In-universe information
- Alias: Jill Patterson Jillian Patterson
- Family: Colonel Fred Patterson (father; deceased) Lillian Patterson (mother) Linda (sister) Tracy (sister) Carrie (sister) Robin (sister)
- Spouse: Tim Taylor
- Children: Brad Taylor Randy Taylor Mark Taylor

= Jill Taylor (Home Improvement) =

Jillian "Jill" Patterson Taylor is a character in the TV sitcom Home Improvement played by Patricia Richardson. Jill is Tim Taylor's wife. Jill and Tim raise their three sons (Brad, Randy, and Mark) together. Jill Taylor has appeared on critics' lists of "top TV" or "most memorable" moms. For this role, Richardson was nominated four times for Emmy Awards for Outstanding Lead Actress – Comedy Series and also received two nominations for the Golden Globe Award for Best Actress – Television Series Musical or Comedy.

== Development ==
The writers planned from the start that Tim Taylor's wife would have a strong voice. Frances Fisher was originally cast in the role, but was released during final rehearsals for the pilot as the audience viewed her portrayal of Jill as "whiny and pleading." Patricia Richardson was ultimately chosen as her replacement. Richardson had initially been reluctant to accept the role, concerned that Jill would be yet another "perfect" TV sitcom mother such as Clair Huxtable of The Cosby Show. She was reassured after seeing some scripts and talking to the series' producers. Early in the show's run, Richardson said, "What I want for this character is for her to be imperfect. I want her to make mistakes. I want her to be the wrong one in the relationship. I want her to blow it with Tim, and be the one who has to be punished. Because that's what life is like."

== Character biography ==

===Background===
Due to her father being in the Army, Jill and her four sisters grew up in a rigid environment. Jill and her siblings appear together in "Jill and Her Sisters" and "Taps".

===Personality===
It is established early in the series that Jill serves as the voice of reason for her husband and children. Jill is known for her common sense, but is also in-tune with her emotions; she has been described as "the epitome of understanding".

===College and career===
Throughout the course of the series, Jill goes from being a stay at home mother to a career-focused working woman. Early in the series, Jill frequently has problems finding employment; in the pilot episode of the series, she is passed over for a job even though she thought she nailed the interview. She has a brief career as a researcher for a magazine but is laid off after 2 years at the beginning of season 4. This is the catalyst for her decision to enroll back in graduate school, majoring in psychology.

===Politics===
Jill's feminism is emphasized throughout the series, especially in its latter seasons. She and Tim would sometimes argue about a man and woman's "place" in the household. Despite Tim's frequent reluctance to understand Jill's point of view, he usually tries to compromise with her.
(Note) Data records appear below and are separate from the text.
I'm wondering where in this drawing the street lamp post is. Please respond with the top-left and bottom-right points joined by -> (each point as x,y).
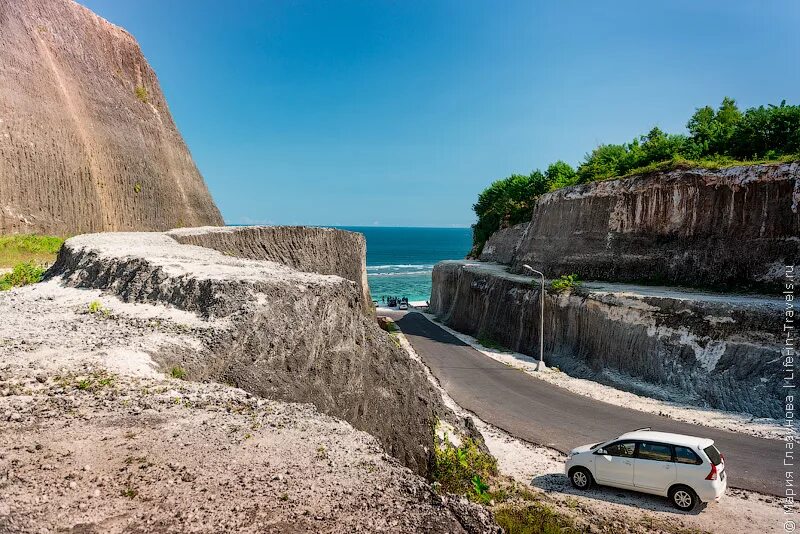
522,264 -> 547,371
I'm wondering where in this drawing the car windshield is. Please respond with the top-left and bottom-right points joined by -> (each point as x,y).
704,445 -> 722,465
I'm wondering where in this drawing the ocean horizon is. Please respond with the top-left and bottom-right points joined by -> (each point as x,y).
230,224 -> 472,302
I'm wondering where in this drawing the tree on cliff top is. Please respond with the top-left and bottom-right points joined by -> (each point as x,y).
470,98 -> 800,255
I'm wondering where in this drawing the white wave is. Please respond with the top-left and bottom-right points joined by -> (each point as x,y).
366,264 -> 435,271
368,270 -> 432,277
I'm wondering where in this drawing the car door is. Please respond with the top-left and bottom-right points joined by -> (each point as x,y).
593,441 -> 636,487
633,441 -> 677,493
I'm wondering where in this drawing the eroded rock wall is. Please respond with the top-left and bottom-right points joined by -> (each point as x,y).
0,0 -> 222,234
510,163 -> 799,292
478,222 -> 529,264
47,230 -> 447,476
431,260 -> 783,418
167,226 -> 371,311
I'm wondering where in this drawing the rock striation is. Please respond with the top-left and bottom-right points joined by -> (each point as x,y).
431,260 -> 784,419
0,0 -> 222,234
478,222 -> 529,264
46,227 -> 451,476
509,163 -> 799,292
168,226 -> 372,311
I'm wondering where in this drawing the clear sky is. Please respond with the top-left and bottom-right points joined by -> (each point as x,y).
79,0 -> 799,227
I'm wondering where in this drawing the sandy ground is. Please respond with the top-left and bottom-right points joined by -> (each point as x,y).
414,311 -> 782,441
393,323 -> 786,534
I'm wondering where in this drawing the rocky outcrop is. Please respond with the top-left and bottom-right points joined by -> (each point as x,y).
507,163 -> 799,292
478,222 -> 529,264
0,0 -> 222,235
46,229 -> 451,476
431,260 -> 784,419
168,226 -> 371,311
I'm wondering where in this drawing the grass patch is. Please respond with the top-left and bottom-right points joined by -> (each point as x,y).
550,274 -> 581,292
494,502 -> 581,534
0,235 -> 63,268
616,153 -> 799,181
133,182 -> 142,194
0,261 -> 47,291
476,336 -> 509,352
134,85 -> 148,103
170,366 -> 187,380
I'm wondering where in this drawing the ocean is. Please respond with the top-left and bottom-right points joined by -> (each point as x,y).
340,226 -> 472,303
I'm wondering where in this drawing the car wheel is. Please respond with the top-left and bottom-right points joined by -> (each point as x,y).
569,467 -> 593,490
669,485 -> 698,511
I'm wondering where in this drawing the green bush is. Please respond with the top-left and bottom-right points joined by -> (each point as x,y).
550,274 -> 581,292
433,435 -> 497,500
170,366 -> 187,380
0,262 -> 46,291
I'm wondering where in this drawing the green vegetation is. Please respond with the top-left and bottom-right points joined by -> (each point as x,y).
0,235 -> 63,268
476,336 -> 510,352
170,366 -> 187,380
0,261 -> 47,291
470,98 -> 800,254
494,502 -> 580,534
135,85 -> 149,103
550,274 -> 581,292
432,432 -> 498,502
87,300 -> 107,315
133,182 -> 142,194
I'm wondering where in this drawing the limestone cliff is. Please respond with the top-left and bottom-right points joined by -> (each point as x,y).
47,227 -> 457,476
168,226 -> 372,311
0,0 -> 222,234
478,222 -> 529,264
508,163 -> 799,292
431,260 -> 783,419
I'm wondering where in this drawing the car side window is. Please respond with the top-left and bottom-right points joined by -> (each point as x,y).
637,441 -> 673,462
674,446 -> 702,465
604,441 -> 636,458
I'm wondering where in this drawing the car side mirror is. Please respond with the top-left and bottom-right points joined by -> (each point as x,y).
594,448 -> 608,455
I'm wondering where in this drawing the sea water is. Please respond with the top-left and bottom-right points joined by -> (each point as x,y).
340,226 -> 472,303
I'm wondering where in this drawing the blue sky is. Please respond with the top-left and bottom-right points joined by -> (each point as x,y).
80,0 -> 799,227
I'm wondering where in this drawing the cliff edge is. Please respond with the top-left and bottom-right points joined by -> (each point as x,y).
0,0 -> 223,234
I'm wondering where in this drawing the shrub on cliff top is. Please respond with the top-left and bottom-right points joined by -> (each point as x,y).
550,274 -> 581,292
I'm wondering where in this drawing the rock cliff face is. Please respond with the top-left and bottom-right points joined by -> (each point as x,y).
168,226 -> 372,311
478,222 -> 529,264
0,0 -> 222,234
431,261 -> 783,419
47,228 -> 450,476
510,163 -> 799,292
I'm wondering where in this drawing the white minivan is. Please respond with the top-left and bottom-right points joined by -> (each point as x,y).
564,429 -> 726,511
It is also revealed in "Taps" that Jill is a Democrat. In other episodes, Jill mentions attending protest rallies as a young woman without her father's knowledge. However, being the daughter of an Army father has influenced her personality somewhat. For example, in "Tanks for the Memories", she exhibits great skill in driving a tank, despite the fact that she never drove a tank before.

== Cultural impact ==
The relationship between Jill and Tim Taylor has been discussed in academic papers about feminism. In May 2012, Jill was one of the 12 moms chosen by users of iVillage on their list of "Mommy Dearest: The TV Moms You Love".